Mon intérêt pour la société québécoise après le printemps 2012. Le scénario s’est précisé quand j’ai vu sur internet la photo de la jeune fille au napalm et que je suis tombé, à l’onglet suivant, sur une image d’une manifestation dans les rues de Montréal. Ces photos ont provoqué un déclic, je me suis mis à réfléchir sur la société et la dissidence.
Est-ce autobiographique ?
Non! J’aime inventer, mentir et créer des scénarios sans souci pour la fausseté et la vérité, alors le personnage silencieux de la pièce est un autre que moi. J’ai imaginé un personnage dissident, militant et nous explorons son drame. Lorsque le printemps érable a éclaté, j’avais un rapport à la dissidence trouble : mal à l’aise d’être dans la rue, je n’étais pas habitué de manifester et d’élever la voix. Cette mobilisation demeure le plus grand mouvement collectif que j’ai vécu du haut de mes 33 ans.
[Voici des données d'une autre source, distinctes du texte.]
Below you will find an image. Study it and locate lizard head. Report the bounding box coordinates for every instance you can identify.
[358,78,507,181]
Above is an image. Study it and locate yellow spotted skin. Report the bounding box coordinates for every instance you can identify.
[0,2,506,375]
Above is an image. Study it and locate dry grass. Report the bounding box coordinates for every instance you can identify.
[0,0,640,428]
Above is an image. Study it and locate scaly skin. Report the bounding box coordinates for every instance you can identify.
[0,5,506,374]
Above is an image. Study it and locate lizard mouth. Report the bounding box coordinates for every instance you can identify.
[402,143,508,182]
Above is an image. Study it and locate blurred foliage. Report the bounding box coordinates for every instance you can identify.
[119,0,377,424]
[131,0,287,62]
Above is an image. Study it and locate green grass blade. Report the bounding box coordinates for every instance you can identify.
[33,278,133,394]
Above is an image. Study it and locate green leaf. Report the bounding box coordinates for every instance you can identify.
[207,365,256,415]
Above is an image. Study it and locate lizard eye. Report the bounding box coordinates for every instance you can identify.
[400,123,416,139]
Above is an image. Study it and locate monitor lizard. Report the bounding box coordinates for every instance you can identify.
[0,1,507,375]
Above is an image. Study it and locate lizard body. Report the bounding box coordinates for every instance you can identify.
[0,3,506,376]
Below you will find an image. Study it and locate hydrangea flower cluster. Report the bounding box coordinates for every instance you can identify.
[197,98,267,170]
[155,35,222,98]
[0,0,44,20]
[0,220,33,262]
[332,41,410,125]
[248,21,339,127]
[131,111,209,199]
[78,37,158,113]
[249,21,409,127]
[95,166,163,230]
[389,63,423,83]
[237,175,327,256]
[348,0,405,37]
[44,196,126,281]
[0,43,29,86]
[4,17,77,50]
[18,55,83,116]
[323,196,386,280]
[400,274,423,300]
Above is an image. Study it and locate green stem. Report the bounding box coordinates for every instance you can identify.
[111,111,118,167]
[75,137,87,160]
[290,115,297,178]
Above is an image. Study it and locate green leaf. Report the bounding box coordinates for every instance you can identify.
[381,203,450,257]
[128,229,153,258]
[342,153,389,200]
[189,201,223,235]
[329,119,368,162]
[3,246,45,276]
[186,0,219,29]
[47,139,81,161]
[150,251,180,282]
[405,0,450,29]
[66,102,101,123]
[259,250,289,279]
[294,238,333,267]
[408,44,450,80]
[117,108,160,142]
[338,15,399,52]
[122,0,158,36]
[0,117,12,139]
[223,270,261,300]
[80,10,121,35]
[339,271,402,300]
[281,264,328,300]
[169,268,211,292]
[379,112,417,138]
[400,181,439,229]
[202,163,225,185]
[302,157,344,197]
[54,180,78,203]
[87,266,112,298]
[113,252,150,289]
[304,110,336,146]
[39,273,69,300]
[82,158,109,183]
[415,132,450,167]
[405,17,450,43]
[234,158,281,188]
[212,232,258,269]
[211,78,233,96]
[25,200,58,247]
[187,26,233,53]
À quelle société aspires-tu ?
Étant pessimiste, je n’aurai pas de réponse. La pièce soulève des questions, mais n’offre pas de réponse non plus. S’en dégage plutôt un sentiment général alimenté par des images, des symboles et des émotions. D’ailleurs, la fin demeure ouverte, à chacun de tirer sa propre conclusion. Faut qu’on se parle, le projet initié par Gabriel Nadeau-Dubois, débute en même temps que Dimanche napalm, où une famille ne se parle pas. La coïncidence témoigne de l’actualité de la pièce.
Et quand tu deviens optimiste un instant ?
Quand je ne suis pas pessimiste, c’est de ça dont j’ai envie : qu’on se parle. Nous en avons soupé de la mondialisation et nous voulons des projets à notre hauteur, 6 pieds maximum! (rires). Je suis de mon temps en évoquant l’assemblée de cuisine, un espace pour se parler directement sans la distance du gouvernement avec le peuple. Par exemple, je viens d’emménager dans une coop d’artistes dans le Vieux-Montréal et ça nous fait du bien de vivre, de réfléchir et de se parler à échelle humaine.
En terminant, qu’ont dit tes parents de ton choix de carrière ?
Après une audition infructueuse, ma mère m’a suggéré de penser à un plan B, un filet de sécurité. Sans être en désaccords, ils n’étaient pas chauds à l’idée parce que cela représentait l’insécurité et que mon choix leur semblait hasardeux. Alors tous les clichés liés au théâtre ont émergé quand j’ai annoncé ma volonté d’étudier cet art : être pauvre, vivre en saltimbanque… Heureusement, mes parents sont ouverts, nous ne nous sommes pas disputés et je vis très bien de mon métier aujourd’hui.
Dimanche Napalm, au théâtre d’Aujourd’hui jusqu’au 26 novembre.